しかし、一定の要件を満たす建替え中の敷地の場合、引き続き住宅用地であったものとして特例が適用され
急激に税額が高まることはありません。

種類 定義 課税標準となるべき価格
固定資産税 都市計画税
A.小規模住宅用地 住宅1戸当たり
200㎡以下の部分
固定資産税評価額
✕1/6
固定資産時評価額
✕1/3
B.一般住宅用地 A.以外の部分 固定資産税評価額
✕1/3
固定資産時評価額
✕2/3

(例)一戸建て住宅の敷地が300㎡の場合・・・200㎡は小規模住宅用地、残りの100㎡は一般住宅用地として課税標準が計算されます。
   ただし、家屋の床面積の10倍までの土地に限られます。

立替え中の住宅用地の要件とは

建替え中に迎えた年を当年(その前の年を前年)とします。
①その土地が、前年度の賦課期日(1月1日)において住宅用地であったこと。
②前年度の賦課期日(1月1日)における建替え前の住宅の所有者が、建替え後の住宅の所有者となる
建替えであること。(建替え前の住宅の所有者の親族が住宅を建替える場合は認められます)
③当年度の賦課期日(1月1日)において、住宅の新築工事に着手していること。(当年度賦課期日(1月1日)において建築主事または、指定確認検査機関が建築確認申請書を正式に受領しており、当年の3月末日に住宅の新築工事に着手していれば認められます。
※以上の規定は各市町村役場により規定が違う為、必ず各市町村役場へご確認ください。

新築住宅に対する固定資産税の減額の特例

新築住宅については、新たに課税されることとなった年度から3年度分または5年度分、120㎡までに対する
税額の2分の1が減額されます。
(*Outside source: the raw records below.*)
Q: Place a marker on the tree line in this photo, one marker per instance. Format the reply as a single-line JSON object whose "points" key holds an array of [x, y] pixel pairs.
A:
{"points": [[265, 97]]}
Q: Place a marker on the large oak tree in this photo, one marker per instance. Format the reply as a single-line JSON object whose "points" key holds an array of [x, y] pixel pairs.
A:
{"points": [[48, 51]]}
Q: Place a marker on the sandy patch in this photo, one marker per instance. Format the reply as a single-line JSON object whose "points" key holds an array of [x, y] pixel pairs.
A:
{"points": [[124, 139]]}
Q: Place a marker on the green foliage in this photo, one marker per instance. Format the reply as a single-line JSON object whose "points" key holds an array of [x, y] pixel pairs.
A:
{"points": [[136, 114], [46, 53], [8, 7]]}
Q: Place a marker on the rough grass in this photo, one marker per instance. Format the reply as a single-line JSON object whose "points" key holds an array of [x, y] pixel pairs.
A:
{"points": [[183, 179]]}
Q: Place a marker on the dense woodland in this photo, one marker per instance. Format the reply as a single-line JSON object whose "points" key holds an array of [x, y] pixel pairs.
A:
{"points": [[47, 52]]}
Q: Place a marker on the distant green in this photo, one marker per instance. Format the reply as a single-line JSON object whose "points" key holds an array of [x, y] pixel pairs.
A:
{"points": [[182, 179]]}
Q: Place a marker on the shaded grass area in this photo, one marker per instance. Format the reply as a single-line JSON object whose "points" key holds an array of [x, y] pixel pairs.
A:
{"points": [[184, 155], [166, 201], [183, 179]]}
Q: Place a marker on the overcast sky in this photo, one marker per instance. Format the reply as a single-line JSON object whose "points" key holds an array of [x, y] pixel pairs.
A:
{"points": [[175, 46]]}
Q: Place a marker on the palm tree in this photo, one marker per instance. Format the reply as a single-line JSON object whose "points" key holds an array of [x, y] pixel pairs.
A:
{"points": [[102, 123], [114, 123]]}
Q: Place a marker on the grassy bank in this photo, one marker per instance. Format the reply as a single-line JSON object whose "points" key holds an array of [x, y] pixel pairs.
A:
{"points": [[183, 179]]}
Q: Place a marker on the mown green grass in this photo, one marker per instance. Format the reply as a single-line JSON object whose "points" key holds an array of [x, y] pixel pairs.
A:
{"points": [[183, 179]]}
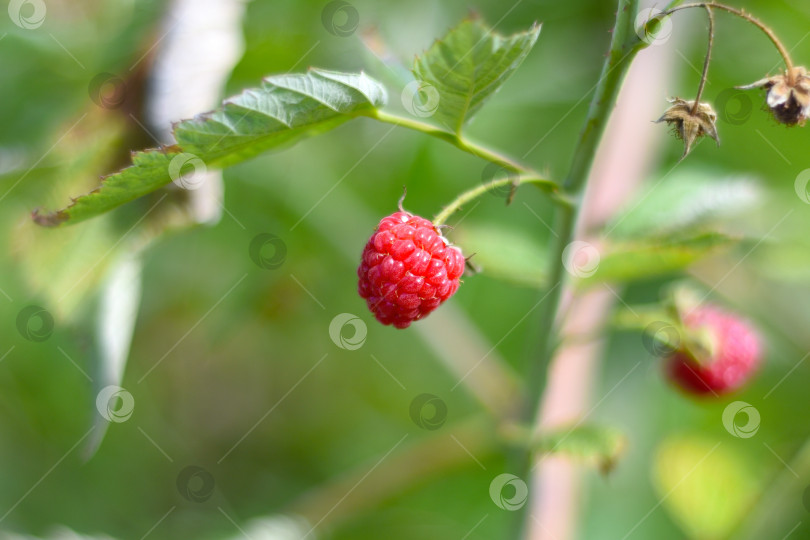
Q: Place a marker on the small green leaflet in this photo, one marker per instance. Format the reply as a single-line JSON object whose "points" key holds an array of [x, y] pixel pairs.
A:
{"points": [[598, 444], [629, 261], [467, 66], [282, 110]]}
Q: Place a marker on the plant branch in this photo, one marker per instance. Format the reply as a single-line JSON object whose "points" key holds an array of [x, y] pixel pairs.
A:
{"points": [[532, 176], [706, 62], [477, 191], [623, 47], [745, 16]]}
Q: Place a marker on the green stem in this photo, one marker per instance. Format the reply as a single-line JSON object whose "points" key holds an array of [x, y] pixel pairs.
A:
{"points": [[706, 62], [549, 186], [623, 47], [477, 191]]}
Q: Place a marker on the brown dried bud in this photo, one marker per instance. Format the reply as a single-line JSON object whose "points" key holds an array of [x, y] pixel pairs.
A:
{"points": [[788, 95], [689, 126]]}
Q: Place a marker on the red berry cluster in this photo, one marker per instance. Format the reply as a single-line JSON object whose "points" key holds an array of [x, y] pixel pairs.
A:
{"points": [[408, 269], [735, 353]]}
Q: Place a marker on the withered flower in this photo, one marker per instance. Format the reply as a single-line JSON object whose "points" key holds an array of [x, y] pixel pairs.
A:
{"points": [[788, 95], [689, 126]]}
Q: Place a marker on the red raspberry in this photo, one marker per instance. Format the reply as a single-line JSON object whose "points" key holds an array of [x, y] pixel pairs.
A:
{"points": [[735, 353], [407, 269]]}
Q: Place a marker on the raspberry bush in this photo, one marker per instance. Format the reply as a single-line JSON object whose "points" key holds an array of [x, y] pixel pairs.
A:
{"points": [[411, 265]]}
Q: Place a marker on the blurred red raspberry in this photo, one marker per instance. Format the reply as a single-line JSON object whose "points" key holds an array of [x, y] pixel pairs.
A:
{"points": [[734, 353], [408, 269]]}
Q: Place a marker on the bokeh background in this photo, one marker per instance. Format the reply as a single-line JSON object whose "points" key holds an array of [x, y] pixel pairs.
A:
{"points": [[232, 368]]}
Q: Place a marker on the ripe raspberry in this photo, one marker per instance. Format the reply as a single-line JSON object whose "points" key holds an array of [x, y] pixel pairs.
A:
{"points": [[735, 353], [407, 269]]}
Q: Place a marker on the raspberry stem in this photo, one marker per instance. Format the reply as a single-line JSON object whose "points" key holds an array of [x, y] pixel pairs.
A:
{"points": [[749, 18], [477, 191], [460, 142], [704, 74]]}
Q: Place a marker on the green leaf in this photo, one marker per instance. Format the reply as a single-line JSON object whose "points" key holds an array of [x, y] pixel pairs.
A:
{"points": [[283, 109], [628, 261], [706, 486], [504, 253], [684, 200], [597, 444], [468, 65]]}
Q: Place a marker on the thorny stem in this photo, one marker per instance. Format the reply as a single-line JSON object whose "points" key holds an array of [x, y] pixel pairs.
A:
{"points": [[477, 191], [706, 62], [751, 19]]}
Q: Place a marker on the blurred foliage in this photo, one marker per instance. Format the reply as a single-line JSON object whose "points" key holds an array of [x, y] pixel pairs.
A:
{"points": [[232, 368]]}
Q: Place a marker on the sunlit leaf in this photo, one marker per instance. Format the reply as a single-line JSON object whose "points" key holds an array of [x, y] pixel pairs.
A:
{"points": [[282, 110], [705, 485], [683, 200], [629, 261], [467, 66]]}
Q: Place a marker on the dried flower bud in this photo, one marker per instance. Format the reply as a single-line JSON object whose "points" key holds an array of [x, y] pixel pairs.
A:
{"points": [[689, 126], [788, 95]]}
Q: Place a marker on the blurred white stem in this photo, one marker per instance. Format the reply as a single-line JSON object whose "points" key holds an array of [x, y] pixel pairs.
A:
{"points": [[623, 160], [201, 43]]}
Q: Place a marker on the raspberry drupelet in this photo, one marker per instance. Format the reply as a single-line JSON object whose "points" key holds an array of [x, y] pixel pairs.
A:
{"points": [[735, 354], [408, 269]]}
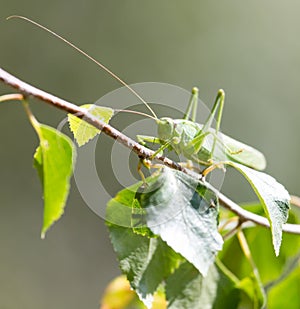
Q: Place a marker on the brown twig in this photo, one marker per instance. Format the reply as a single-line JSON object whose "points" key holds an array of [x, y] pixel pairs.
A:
{"points": [[143, 152]]}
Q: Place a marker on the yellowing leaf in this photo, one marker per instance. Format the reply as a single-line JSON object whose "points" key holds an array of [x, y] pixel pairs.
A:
{"points": [[53, 160], [83, 131]]}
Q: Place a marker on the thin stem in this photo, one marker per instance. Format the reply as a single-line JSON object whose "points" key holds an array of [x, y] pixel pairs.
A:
{"points": [[11, 97], [143, 152]]}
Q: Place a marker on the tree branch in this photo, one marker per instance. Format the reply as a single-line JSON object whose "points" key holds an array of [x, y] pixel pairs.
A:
{"points": [[143, 152]]}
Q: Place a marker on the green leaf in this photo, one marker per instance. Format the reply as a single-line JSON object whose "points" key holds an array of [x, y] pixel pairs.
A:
{"points": [[187, 288], [54, 160], [83, 131], [253, 291], [184, 213], [274, 198], [145, 261]]}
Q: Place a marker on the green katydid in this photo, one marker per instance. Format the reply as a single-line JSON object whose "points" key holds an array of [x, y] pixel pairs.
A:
{"points": [[185, 136], [188, 138]]}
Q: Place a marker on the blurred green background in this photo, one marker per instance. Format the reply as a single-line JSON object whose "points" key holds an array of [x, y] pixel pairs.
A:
{"points": [[250, 49]]}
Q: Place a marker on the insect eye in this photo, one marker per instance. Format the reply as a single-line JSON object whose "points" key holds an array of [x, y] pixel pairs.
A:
{"points": [[165, 128]]}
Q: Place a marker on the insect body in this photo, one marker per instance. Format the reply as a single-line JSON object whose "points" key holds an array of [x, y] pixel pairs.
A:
{"points": [[201, 143], [196, 142]]}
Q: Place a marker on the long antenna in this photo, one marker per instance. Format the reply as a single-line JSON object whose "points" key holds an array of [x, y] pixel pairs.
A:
{"points": [[102, 66]]}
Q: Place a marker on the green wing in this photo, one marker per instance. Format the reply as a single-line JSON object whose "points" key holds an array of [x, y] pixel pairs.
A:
{"points": [[239, 152]]}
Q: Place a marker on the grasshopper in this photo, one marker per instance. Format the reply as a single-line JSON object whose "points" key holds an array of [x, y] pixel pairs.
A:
{"points": [[199, 143], [190, 139]]}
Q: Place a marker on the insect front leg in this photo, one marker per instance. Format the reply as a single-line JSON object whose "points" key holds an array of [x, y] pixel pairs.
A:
{"points": [[191, 111]]}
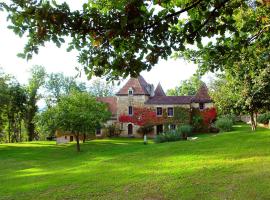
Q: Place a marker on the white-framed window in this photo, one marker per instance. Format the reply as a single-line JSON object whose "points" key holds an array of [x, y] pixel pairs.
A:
{"points": [[130, 91], [130, 110], [159, 111], [201, 106], [170, 112]]}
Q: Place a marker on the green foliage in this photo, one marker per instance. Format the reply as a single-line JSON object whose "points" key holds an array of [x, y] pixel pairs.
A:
{"points": [[232, 117], [112, 130], [243, 54], [181, 115], [224, 124], [12, 109], [78, 113], [169, 136], [197, 121], [186, 131], [36, 80], [186, 87], [264, 118], [224, 93], [58, 85], [100, 88], [134, 34]]}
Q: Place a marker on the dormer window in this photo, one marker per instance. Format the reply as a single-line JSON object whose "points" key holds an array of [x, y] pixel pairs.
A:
{"points": [[130, 92]]}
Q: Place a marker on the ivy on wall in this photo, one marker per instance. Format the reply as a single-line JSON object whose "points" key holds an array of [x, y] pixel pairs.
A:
{"points": [[143, 115]]}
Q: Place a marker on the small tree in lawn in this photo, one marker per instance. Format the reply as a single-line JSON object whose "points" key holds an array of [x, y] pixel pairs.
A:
{"points": [[144, 130], [80, 113], [143, 117]]}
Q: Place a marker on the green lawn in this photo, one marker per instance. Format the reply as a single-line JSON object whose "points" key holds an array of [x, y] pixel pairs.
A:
{"points": [[233, 165]]}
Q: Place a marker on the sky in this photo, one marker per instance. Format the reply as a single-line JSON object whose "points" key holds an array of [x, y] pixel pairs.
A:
{"points": [[169, 73]]}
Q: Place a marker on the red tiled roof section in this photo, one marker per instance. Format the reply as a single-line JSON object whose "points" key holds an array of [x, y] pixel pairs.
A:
{"points": [[137, 84], [170, 100], [202, 95], [159, 91], [111, 102]]}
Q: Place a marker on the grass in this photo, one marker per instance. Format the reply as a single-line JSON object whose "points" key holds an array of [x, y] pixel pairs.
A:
{"points": [[234, 165]]}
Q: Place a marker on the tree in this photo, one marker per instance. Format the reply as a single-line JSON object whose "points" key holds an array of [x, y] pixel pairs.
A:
{"points": [[101, 89], [127, 37], [225, 94], [15, 110], [58, 85], [186, 87], [78, 113], [37, 79], [246, 65]]}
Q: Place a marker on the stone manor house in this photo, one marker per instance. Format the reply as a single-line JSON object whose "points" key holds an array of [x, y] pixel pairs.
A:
{"points": [[138, 93]]}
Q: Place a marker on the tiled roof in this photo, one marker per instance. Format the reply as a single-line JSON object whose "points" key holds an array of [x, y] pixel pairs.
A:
{"points": [[170, 100], [159, 91], [137, 84], [202, 95], [111, 102]]}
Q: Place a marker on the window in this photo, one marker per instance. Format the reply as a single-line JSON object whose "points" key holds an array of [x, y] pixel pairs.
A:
{"points": [[130, 91], [172, 127], [130, 110], [201, 106], [170, 112], [159, 111]]}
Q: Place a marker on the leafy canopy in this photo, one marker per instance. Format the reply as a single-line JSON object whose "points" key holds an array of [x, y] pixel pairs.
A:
{"points": [[123, 38]]}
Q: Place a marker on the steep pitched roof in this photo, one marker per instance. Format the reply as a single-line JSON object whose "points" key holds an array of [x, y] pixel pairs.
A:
{"points": [[138, 85], [169, 100], [202, 95], [111, 102], [159, 91]]}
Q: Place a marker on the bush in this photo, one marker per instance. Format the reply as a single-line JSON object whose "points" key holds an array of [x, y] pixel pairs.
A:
{"points": [[146, 129], [224, 124], [186, 131], [231, 117], [264, 118], [168, 137]]}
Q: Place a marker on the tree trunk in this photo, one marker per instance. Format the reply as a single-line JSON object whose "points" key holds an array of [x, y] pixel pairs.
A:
{"points": [[253, 122], [78, 141], [20, 130], [31, 131], [9, 131], [145, 139], [84, 137]]}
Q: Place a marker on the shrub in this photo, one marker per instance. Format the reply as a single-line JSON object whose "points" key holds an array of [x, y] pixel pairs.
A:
{"points": [[168, 137], [264, 118], [186, 131], [224, 124], [231, 117]]}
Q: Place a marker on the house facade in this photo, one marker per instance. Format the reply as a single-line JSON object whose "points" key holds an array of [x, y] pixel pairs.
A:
{"points": [[137, 93]]}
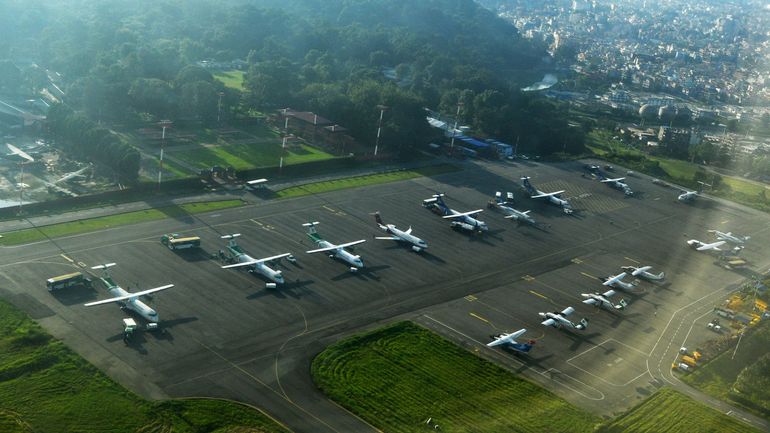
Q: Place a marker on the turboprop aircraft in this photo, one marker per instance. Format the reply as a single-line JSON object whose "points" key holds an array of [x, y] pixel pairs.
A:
{"points": [[505, 207], [460, 220], [336, 251], [400, 235], [509, 340], [552, 197], [642, 272], [559, 320], [127, 299], [701, 246], [255, 265], [617, 282], [729, 237], [602, 300], [617, 184]]}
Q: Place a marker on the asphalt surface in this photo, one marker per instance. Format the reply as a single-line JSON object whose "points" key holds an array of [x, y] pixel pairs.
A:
{"points": [[227, 336]]}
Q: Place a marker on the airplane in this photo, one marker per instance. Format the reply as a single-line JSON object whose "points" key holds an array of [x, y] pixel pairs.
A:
{"points": [[701, 246], [400, 235], [729, 237], [617, 282], [559, 320], [127, 299], [461, 220], [687, 196], [617, 184], [642, 272], [510, 212], [602, 300], [510, 341], [15, 151], [256, 265], [552, 197], [337, 251]]}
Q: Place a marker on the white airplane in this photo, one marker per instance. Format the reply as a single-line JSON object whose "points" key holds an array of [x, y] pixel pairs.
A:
{"points": [[509, 340], [18, 152], [617, 184], [643, 272], [688, 196], [552, 197], [505, 207], [559, 320], [400, 235], [602, 300], [255, 265], [701, 246], [729, 237], [617, 282], [127, 299], [337, 251]]}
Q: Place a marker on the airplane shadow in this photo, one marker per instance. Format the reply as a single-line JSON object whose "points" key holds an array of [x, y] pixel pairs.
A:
{"points": [[294, 289], [579, 339], [75, 295]]}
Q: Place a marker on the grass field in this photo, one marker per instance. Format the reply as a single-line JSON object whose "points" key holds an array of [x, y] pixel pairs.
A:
{"points": [[92, 224], [44, 387], [356, 181], [671, 411], [398, 376], [232, 79], [246, 156], [718, 376]]}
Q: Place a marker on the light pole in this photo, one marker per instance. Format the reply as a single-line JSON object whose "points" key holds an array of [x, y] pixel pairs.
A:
{"points": [[164, 124], [454, 131], [219, 107], [379, 128]]}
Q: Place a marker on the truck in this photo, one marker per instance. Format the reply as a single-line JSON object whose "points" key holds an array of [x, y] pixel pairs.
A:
{"points": [[67, 280], [175, 241]]}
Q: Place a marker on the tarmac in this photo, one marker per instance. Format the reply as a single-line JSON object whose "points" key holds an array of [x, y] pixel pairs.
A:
{"points": [[225, 335]]}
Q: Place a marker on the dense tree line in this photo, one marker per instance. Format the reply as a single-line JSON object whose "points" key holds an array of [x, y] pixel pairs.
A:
{"points": [[124, 60], [93, 142]]}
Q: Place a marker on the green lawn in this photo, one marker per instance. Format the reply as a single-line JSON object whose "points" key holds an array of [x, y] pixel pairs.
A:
{"points": [[718, 376], [357, 181], [232, 79], [399, 376], [670, 411], [44, 387], [246, 156], [92, 224]]}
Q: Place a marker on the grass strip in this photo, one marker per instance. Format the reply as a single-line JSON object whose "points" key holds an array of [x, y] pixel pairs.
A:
{"points": [[47, 388], [670, 411], [397, 377], [358, 181], [92, 224]]}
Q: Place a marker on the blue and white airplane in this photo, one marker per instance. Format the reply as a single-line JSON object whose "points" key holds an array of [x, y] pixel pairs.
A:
{"points": [[400, 235], [509, 340], [552, 197], [460, 220], [505, 206]]}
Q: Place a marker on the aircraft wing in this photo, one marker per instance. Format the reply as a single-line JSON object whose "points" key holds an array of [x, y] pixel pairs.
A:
{"points": [[507, 338], [641, 270], [335, 247], [254, 262], [464, 214], [541, 195], [129, 296], [711, 246]]}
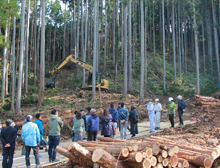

この特例は、固定資産税のみで都市計画税にはありません。

用途 併用住宅の場合、床面積の2分の1以上が居住用
床面積 50㎡(一戸建て以外の貸家住宅は40㎡)以上280㎡以下

※5年度分減額されるのは、地上階数3以上の中高層耐火建築住宅です。
※この特例は、セカンドハウス(月に1日以上滞在する住宅)を対象に含みますが、別荘は対象外です。
※新築された長期優良住宅について、認定を受けて建てられたことを証する書類を添付して市町村(東京23区は都)に申告した場合には
 減税期間がそれぞれ2年度分長くなり、新たに課税されることとなった年度から5年度分または7年度分となります。

なお、当年度の賦課期日(1月1日)には建替え中で、当年度中に完成した場合、新築住宅に対する固定資産税は、翌年度から課税されます。
当年度は賦課期日(1月1日)において住宅が存在していないので、住宅に対する固定資産税はかかりません。